I then started trying to rearrange my large hair of Christmas past, really it was just too big and all that hair spray showed I had not heard of global warming yet.  The Doctor of Christmas past said “Listen, stop and listen!”

The young midshipman turned to the young me and said “I’m so glad you were able to be here for my holiday dinner.  I’m not able to go home, as my family has plans. I was going to be all alone this year, except for you.  This is the best holiday dinner ever.  I’ll never forget this. I love you.”  Obviously I had forgotten, but still young me was “That’s alright, it can get really stressful at my parents.  They are divorcing and it’s all bickering and everyone telling you how to live your life.  This is a lot nicer.  We are just enjoying each other’s company!  I love you too!”

At this the scene became foggy and I found myself back in my bed.  Had it all just been a dream?  I thought back to that early first Christmas with my husband to be.  We found we had so much in common.  Pie, we both loved pie.  Stuffing, we liked chunky bits of celery in it.  We both liked gravy on our mashed potatoes more than butter alone.  We knew what Christmas dinner was really about, food.

Then I fell back asleep only to awaken to a thinner ghost with curly hair.  It was my own current doctor, Dr.

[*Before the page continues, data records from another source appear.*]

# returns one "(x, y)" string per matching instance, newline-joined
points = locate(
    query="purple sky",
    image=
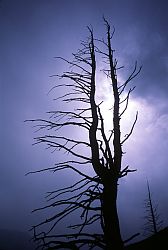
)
(32, 33)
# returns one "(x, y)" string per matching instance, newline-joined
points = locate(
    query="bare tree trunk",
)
(112, 233)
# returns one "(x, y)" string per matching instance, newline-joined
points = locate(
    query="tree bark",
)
(112, 233)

Metsch!  Dr.M was “Hello, I know we met only a week ago for your check up, and say how is that new medication working… no don’t tell me or I’ll have to charge you.  This isn’t an office visit, this is off hours volunteer work.  I’m here to show you Christmas dinner of the present!”  I told Dr.M I was impressed as she was Jewish ,but she pointed out that nowadays even Jews could serve in ghostly holiday dreams.

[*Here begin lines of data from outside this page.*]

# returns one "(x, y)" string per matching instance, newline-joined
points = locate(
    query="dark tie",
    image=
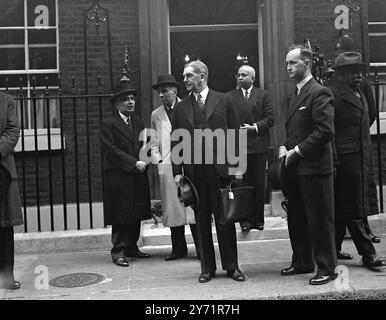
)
(129, 124)
(200, 102)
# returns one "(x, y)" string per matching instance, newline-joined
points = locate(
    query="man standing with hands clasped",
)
(309, 167)
(126, 197)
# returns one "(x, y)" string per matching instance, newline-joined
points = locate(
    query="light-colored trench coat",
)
(173, 211)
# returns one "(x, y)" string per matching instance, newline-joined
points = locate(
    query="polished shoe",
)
(173, 256)
(121, 262)
(245, 228)
(290, 271)
(323, 278)
(344, 256)
(374, 239)
(11, 285)
(138, 254)
(372, 261)
(236, 275)
(205, 277)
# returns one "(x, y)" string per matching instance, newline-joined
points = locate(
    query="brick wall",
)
(123, 16)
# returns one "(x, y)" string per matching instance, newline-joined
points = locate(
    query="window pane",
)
(12, 37)
(42, 58)
(377, 49)
(218, 50)
(13, 80)
(12, 13)
(187, 12)
(41, 36)
(12, 59)
(377, 10)
(41, 13)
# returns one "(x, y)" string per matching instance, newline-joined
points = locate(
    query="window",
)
(222, 33)
(29, 63)
(377, 40)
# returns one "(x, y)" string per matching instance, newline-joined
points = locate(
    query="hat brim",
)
(165, 84)
(363, 65)
(132, 91)
(195, 202)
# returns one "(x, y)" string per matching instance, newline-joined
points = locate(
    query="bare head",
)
(299, 62)
(196, 76)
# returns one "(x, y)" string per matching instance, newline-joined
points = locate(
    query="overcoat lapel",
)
(211, 103)
(296, 100)
(122, 126)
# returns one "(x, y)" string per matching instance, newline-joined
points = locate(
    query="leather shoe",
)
(121, 262)
(12, 285)
(372, 261)
(344, 256)
(374, 239)
(236, 275)
(290, 271)
(323, 278)
(173, 256)
(138, 254)
(206, 276)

Next thing I knew were were flying over the mountains and tree tops to my mothers home.  Seated at the table were my brothers, my step dad and my uncle and his wife and family.  I was also seated there with my husband.  There was turkey, stuffing and my step fathers fantastic superb and probably potentially deadly mashed potatoes.  He promises to share the secret before the potatoes kill him.  Let’s just say I’ve noticed containers of heavy cream and real butter in the fridge before he makes them.  My husband was turning to me and talking about the potatoes.  I was agreeing with him about how wonderful they were.  We were talking about food, as we did long ago at our first dinner.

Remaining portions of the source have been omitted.